К началу октября ситуация нормализовалась и Алекс начал входить в русло обыденной жизни. Работа в консульстве, общение с промышленниками и чиновничеством, занятия с дочкой и наконец – в большом флигеле на заднем дворе, начал обустраивать мастерскую.

С визитами начали заглядывать и соседи, в большинстве своём очень непростые.

* * *

– Прошу, – подлетевший половой[62] в белейшей мадаполамовой[63] рубахе чуть склонился, взмахом салфетки показывая путь, – Герасим Иванович ждёт.

Фокадан прошёл вглубь знаменитого трактира Тестова, стараясь не пялится на разносортную публику. Купец из староверов, в поддёвке[64] и смазанных[65] сапогах, мог сидеть с одетым по последней парижской моде молодчиком. Причём модник, скорее всего, проситель – судя по деталям поведения.

– Консул, – встав, чуть поклонился купец первой гильдии[66].

– Мистер Хлудов.

Особенность, неизменно забавлявшая Фокадана – уроженцы Российской Империи норовили звать его по должности – консул или генерал. Отчеством при попадании обзавестись не удосужился, а русскому менталитету без оного неловко общаться с собеседником.

Одет именитый фабрикант по европейски. Осанистый, красивый мужчина, несмотря на зрелый возраст[67], выглядел импозантно, похожий на немолодого Шона Коннори. Да что там похожий, знаменитый шотландец рядом с купцом показался бы бледной копией!

Короткий обмен любезностями, о делах только после еды. Отголоски суеверий, что после совместного преломления хлеба[68] делать друг другу гадости – испытывать судьбу.

– На твой вкус, – отстранился Фокадан от поданного немолодым половым меню, – я русской кухне мало что понимаю. Единственное – учти, ем я мало, да и выпить не большой любитель.

– Селяночку – с осетриной, со стерлядкой… живенькая, как золото жёлтая, нагулянная стерлядка, мочаловская[69], – отрекомендовал половой.

– Разрешите поучаствовать? – Предложил Хлудов, – я некоторым образом гурман.

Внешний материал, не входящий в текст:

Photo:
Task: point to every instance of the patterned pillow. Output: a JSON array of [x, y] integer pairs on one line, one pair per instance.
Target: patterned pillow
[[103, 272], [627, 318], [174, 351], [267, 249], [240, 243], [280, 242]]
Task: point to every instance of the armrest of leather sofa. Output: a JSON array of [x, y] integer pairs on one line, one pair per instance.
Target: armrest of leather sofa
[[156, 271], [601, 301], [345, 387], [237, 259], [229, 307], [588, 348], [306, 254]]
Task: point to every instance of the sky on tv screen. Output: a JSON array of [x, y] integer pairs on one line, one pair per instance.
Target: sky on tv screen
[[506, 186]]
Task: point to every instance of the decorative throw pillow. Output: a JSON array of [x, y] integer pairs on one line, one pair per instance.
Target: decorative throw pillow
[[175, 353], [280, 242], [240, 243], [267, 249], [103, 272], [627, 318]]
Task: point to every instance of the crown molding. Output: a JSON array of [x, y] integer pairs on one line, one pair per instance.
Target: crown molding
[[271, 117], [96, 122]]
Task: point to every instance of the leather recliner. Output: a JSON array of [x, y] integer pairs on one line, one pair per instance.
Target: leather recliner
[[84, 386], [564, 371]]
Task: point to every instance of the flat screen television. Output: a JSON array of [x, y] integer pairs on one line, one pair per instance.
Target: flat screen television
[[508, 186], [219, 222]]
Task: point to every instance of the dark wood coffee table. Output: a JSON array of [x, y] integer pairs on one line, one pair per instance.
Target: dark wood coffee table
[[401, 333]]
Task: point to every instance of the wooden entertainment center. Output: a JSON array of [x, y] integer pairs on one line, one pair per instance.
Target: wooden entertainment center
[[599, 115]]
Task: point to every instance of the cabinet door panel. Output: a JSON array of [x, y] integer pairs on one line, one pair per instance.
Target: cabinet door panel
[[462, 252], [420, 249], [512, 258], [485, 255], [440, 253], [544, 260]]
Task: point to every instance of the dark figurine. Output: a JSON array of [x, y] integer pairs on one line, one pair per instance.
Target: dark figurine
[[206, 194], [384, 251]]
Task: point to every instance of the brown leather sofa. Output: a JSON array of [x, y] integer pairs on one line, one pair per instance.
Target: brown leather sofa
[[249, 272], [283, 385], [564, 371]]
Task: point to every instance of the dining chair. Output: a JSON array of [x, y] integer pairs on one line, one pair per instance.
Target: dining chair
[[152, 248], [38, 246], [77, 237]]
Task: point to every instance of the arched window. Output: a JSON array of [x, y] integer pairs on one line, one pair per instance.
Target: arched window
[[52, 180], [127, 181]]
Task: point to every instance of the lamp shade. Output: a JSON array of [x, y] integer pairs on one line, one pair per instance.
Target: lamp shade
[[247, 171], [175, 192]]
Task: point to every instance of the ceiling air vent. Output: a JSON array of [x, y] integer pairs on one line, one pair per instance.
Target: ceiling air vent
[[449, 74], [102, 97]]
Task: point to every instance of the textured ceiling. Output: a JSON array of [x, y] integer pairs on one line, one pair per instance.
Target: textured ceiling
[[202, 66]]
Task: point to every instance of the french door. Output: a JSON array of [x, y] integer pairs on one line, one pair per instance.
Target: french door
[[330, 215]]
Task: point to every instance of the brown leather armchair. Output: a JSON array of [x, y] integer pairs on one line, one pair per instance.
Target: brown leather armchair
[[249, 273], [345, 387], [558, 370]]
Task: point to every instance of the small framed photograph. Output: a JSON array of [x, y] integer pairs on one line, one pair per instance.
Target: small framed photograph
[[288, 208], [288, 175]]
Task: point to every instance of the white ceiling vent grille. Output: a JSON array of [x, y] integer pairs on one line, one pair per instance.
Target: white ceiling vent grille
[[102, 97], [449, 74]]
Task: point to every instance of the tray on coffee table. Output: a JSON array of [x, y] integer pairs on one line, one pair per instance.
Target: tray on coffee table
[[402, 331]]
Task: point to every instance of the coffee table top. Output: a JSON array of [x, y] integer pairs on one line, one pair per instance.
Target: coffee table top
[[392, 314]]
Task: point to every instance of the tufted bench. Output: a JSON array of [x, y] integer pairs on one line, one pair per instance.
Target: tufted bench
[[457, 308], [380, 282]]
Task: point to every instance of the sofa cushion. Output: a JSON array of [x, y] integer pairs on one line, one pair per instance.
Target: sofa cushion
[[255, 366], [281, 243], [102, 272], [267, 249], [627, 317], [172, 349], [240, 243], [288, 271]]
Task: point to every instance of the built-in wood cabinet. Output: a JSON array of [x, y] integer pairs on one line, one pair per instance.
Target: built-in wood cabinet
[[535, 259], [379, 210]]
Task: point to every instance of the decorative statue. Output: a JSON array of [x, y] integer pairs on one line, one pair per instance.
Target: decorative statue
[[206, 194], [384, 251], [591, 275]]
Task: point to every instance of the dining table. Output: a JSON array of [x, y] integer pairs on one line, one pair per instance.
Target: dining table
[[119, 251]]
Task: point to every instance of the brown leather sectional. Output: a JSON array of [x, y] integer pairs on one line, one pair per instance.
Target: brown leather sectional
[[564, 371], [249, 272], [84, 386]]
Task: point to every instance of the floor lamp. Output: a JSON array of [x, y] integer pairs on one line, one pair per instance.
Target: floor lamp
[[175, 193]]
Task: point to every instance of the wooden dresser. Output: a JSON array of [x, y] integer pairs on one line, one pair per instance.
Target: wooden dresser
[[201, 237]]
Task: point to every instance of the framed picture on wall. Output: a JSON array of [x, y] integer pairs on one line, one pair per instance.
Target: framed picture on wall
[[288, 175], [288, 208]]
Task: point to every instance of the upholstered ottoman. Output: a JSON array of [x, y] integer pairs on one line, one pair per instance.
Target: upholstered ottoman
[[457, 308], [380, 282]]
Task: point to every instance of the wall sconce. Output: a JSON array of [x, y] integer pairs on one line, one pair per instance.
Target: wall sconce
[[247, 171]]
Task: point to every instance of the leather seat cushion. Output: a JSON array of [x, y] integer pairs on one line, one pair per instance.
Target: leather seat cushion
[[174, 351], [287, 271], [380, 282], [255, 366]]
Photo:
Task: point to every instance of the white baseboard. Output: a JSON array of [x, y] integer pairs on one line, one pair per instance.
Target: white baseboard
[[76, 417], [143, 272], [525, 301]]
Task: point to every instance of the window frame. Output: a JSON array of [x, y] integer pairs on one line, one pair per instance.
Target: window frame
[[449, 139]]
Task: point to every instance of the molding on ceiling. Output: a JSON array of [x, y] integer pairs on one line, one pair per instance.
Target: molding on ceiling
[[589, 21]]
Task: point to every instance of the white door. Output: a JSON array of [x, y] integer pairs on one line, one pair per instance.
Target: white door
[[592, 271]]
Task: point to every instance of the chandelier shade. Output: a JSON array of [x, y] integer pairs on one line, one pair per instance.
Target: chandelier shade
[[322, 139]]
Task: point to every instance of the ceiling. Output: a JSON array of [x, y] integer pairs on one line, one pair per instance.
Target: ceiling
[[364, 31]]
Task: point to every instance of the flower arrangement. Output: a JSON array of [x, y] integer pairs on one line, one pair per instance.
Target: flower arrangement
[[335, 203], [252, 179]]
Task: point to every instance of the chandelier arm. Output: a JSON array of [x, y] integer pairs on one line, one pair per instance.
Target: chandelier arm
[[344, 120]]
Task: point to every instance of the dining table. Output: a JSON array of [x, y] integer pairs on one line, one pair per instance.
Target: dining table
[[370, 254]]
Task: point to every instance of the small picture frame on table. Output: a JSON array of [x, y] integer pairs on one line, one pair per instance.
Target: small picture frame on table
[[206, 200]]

– Конечно, рад помощи знатока.

– Расстегайчики, да закрась налимьими печёнками, Кузьма.

Половой кивнул, ухитряясь проделать это одновременно важно и с полным пониманием своего положения.

– А потом я рекомендовал бы натуральные котлетки а-ля Жардиньер, – обратился Кузьма к консулу, – телятина белая, как снег, что-то особенное. Из холодного балычок с Дона, янтаристый, да белорыбки с огурчиком.

Хлудов с Кузьмой обсуждали меню несколько минут, Фокадан наблюдал эту сценку не без удовольствия, видя тонких ценителей.

Водка в маленьком, запотевшем графинчике оказалась на столе едва ли не мгновенно, как и подносы с холодными закусками. Как водится, деловой обед прямо-таки обязан сопровождаться хотя бы символической порцией алкоголя. Слова попаданца о том, что выпить он не большой любитель, воспринимаются здесь не иначе, как пью не до упада.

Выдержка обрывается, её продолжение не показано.